O Império dos Sentidos (Ai no Korîda – 1976)
A polêmica obra do diretor Nagisa Oshima foi inspirada em um caso real ocorrido no Japão em 1936. Uma jovem mulher da vida, chamada Sada Abe, foi encontrada caminhando pelas ruas num estado de êxtase, tendo consigo o órgão extirpado de seu parceiro, eliminado dias antes pela própria garota enquanto faziam amor. Seria muito fácil afirmar que o filme é apelativo, já que se passa praticamente todo focado na intimidade do casal, com várias cenas fortes, expostas com uma naturalidade que faria Calígula corar, mas a obra transcende esta rasa percepção.
Os protagonistas deliberadamente decidem pelo isolamento social, aumentando gradativamente a intensidade de seus jogos românticos.
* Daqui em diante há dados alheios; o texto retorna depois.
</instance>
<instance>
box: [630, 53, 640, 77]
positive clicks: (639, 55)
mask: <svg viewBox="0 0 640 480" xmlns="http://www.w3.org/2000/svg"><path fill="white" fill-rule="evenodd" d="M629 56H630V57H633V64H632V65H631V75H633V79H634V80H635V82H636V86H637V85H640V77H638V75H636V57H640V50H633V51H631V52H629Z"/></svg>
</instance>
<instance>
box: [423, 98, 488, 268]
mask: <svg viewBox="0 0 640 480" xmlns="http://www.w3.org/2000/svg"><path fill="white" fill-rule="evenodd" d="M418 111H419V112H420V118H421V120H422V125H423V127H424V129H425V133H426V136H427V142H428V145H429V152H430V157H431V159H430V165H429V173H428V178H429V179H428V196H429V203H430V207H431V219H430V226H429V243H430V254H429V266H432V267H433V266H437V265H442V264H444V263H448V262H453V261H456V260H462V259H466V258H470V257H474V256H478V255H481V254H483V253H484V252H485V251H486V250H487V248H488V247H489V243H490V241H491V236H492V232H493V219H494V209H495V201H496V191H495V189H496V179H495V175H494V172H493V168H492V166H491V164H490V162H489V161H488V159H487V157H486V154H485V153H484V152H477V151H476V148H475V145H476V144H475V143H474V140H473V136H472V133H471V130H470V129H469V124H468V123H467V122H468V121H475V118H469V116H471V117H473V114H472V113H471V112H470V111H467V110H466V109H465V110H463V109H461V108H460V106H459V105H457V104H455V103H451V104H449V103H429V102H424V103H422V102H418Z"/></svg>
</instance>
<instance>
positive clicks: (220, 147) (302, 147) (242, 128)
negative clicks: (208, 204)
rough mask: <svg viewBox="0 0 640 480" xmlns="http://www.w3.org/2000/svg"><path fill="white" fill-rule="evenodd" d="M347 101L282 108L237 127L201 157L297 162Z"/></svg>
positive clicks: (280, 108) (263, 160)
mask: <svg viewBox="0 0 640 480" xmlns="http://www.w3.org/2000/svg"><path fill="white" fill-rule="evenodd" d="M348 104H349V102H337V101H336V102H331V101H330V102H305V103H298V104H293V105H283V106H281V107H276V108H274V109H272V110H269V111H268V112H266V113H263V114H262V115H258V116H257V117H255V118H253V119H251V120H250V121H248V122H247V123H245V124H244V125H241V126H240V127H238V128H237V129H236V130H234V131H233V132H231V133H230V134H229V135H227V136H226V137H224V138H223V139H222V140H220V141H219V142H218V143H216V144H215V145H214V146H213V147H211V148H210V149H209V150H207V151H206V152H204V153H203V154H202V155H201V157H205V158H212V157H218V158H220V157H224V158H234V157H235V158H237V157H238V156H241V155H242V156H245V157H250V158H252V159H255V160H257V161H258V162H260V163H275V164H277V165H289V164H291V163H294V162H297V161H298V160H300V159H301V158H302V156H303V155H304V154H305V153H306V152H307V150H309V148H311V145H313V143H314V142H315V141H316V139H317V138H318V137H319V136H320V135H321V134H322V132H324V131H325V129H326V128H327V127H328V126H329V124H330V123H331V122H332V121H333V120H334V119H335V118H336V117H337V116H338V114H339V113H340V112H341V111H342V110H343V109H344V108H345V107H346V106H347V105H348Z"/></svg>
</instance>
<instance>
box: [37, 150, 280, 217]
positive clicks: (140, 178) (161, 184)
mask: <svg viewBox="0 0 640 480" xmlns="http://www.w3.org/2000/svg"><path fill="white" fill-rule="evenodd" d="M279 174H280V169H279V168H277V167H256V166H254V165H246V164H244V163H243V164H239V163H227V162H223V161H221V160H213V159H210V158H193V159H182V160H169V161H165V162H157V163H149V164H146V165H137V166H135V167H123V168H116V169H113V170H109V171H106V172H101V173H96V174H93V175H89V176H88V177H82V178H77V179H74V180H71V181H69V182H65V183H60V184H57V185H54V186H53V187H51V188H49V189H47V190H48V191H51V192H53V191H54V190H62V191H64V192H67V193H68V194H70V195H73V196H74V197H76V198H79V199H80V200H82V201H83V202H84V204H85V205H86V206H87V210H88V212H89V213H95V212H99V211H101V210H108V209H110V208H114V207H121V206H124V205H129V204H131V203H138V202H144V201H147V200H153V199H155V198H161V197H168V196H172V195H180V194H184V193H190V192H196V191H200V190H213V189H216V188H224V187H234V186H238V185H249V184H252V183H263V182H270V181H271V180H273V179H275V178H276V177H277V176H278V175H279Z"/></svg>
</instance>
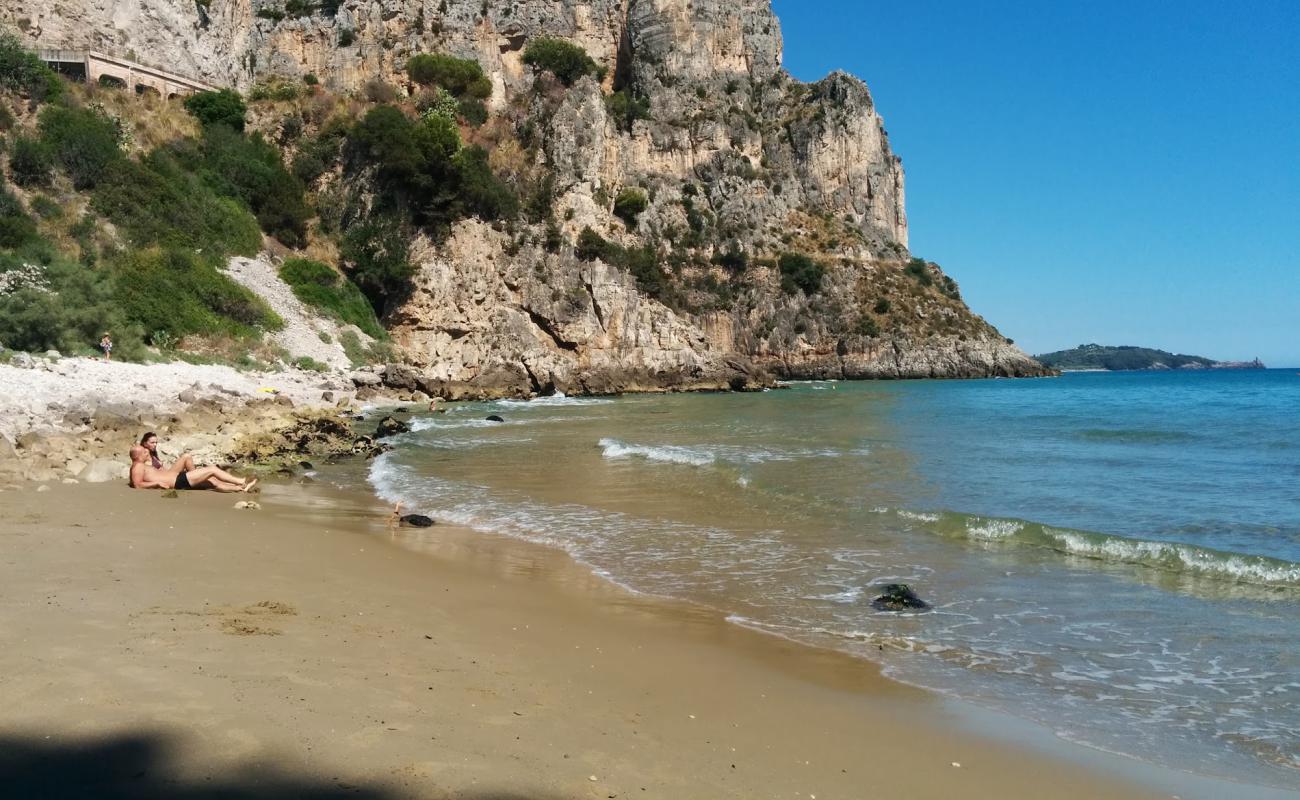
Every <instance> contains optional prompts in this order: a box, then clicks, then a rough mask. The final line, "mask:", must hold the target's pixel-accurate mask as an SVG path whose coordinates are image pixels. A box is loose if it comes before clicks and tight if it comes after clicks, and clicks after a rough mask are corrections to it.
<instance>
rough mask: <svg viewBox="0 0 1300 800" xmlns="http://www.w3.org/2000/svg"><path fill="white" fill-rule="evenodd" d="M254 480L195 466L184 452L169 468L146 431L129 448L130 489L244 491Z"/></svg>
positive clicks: (214, 469)
mask: <svg viewBox="0 0 1300 800" xmlns="http://www.w3.org/2000/svg"><path fill="white" fill-rule="evenodd" d="M255 485H257V479H256V477H252V479H248V477H235V476H234V475H230V473H229V472H226V471H225V470H220V468H217V467H195V466H194V457H192V455H190V454H188V453H186V454H185V455H182V457H181V458H178V459H177V462H175V463H174V464H172V466H170V467H164V466H162V459H160V458H159V437H157V436H156V434H155V433H152V432H149V433H146V434H144V436H143V437H140V444H138V445H135V446H134V447H131V479H130V487H131V488H133V489H213V490H216V492H248V490H250V489H252V488H253V487H255Z"/></svg>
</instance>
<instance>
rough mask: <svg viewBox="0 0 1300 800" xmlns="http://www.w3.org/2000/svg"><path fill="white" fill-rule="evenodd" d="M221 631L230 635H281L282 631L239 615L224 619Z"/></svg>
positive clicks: (223, 632)
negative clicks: (236, 616)
mask: <svg viewBox="0 0 1300 800" xmlns="http://www.w3.org/2000/svg"><path fill="white" fill-rule="evenodd" d="M221 632H222V633H225V635H227V636H279V633H281V632H279V631H278V630H276V628H265V627H263V626H259V624H252V623H251V622H247V620H243V619H239V618H237V617H230V618H227V619H222V620H221Z"/></svg>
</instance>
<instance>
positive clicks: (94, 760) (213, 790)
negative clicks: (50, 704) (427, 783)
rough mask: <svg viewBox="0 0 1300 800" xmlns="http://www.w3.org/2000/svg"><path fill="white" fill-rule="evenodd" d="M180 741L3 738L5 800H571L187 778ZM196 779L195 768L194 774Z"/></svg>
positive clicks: (96, 736) (541, 797)
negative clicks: (174, 799)
mask: <svg viewBox="0 0 1300 800" xmlns="http://www.w3.org/2000/svg"><path fill="white" fill-rule="evenodd" d="M177 744H178V743H177V739H175V736H170V735H168V734H162V732H159V731H142V732H134V731H133V732H126V734H116V735H109V736H96V738H78V739H64V738H61V740H59V741H51V740H48V739H44V738H34V736H16V735H12V734H0V795H3V796H5V797H32V799H38V797H39V799H40V800H74V799H75V800H90V799H94V800H142V799H155V797H157V799H164V797H166V799H175V800H272V799H277V800H279V799H285V797H299V799H309V800H334V799H342V797H348V799H350V800H357V799H361V800H396V799H398V797H416V796H419V797H458V799H464V800H565V799H563V797H560V796H558V795H554V793H545V792H536V793H534V792H515V791H500V792H497V791H490V790H487V791H484V790H478V788H474V790H468V791H456V790H454V788H450V790H447V788H442V790H433V793H430V792H429V787H424V788H416V790H412V791H400V790H395V788H393V787H390V786H382V784H359V783H356V782H351V780H347V779H342V778H320V777H315V775H304V774H294V773H290V771H287V770H281V769H278V767H276V766H268V765H265V764H252V762H244V764H234V765H231V764H227V762H218V764H214V766H213V774H211V775H208V777H200V778H195V777H181V771H179V770H178V769H175V767H177V760H175V751H177ZM191 771H192V767H191Z"/></svg>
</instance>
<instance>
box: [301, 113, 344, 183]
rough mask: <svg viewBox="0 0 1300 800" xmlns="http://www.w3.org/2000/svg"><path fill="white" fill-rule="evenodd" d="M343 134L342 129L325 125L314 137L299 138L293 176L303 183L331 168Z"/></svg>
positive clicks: (313, 178)
mask: <svg viewBox="0 0 1300 800" xmlns="http://www.w3.org/2000/svg"><path fill="white" fill-rule="evenodd" d="M344 135H346V133H344V131H343V130H339V129H329V127H326V129H325V130H322V131H321V133H320V134H317V135H315V137H308V138H305V139H300V140H299V142H298V155H295V156H294V165H292V173H294V177H296V178H298V180H299V181H302V182H303V183H311V182H312V181H315V180H316V178H318V177H321V176H322V174H325V173H326V172H329V170H330V169H333V168H334V164H335V163H337V161H338V152H339V147H341V146H342V143H343V139H344Z"/></svg>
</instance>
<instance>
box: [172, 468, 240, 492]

Todos os tabus são executados, mas, por incrível que pareça, a sensação que o ato causa no espectador é antagônica àquela que pode ser encontrada nos filmes especializados. O clima opressivo fatalista se mantém até o último instante.
A iluminação expressionista nos espaços confinados, onde podemos quase sentir o odor do suor, como se eles estivessem se sacrificando, expiando os extremos da militarização, uma metáfora que fica clara na cena em que vemos Kichizo, vivido por Tatsuya Fuji, seguindo na direção oposta de um pelotão de soldados. O amor livre como oposição lúdica ao império japonês do pós-guerra. O homem é consumido por um intenso sentimento de culpa e frustração com a sociedade em que vive, escolhendo então exercer o poder maior, o domínio da mente sobre o corpo, que consiste em se entregar plenamente à Sada, vivida por Eiko Matsuda, resultando em sua radical decisão final.
Analisando o contexto da época, fica evidente a corajosa transgressão de colocar a mulher como dominadora, deixando para o homem o papel de cobaia de suas experiências cada vez mais ousadas. Ela se liberta dele ao castrá-lo, numa das cenas mais impactantes, sobrevivendo à satisfação de seus desejos e, indo além, possuindo o órgão dele, aquilo que definia sua importância aos olhos dela, negando definitivamente o ideal romântico da finitude como suprema entrega.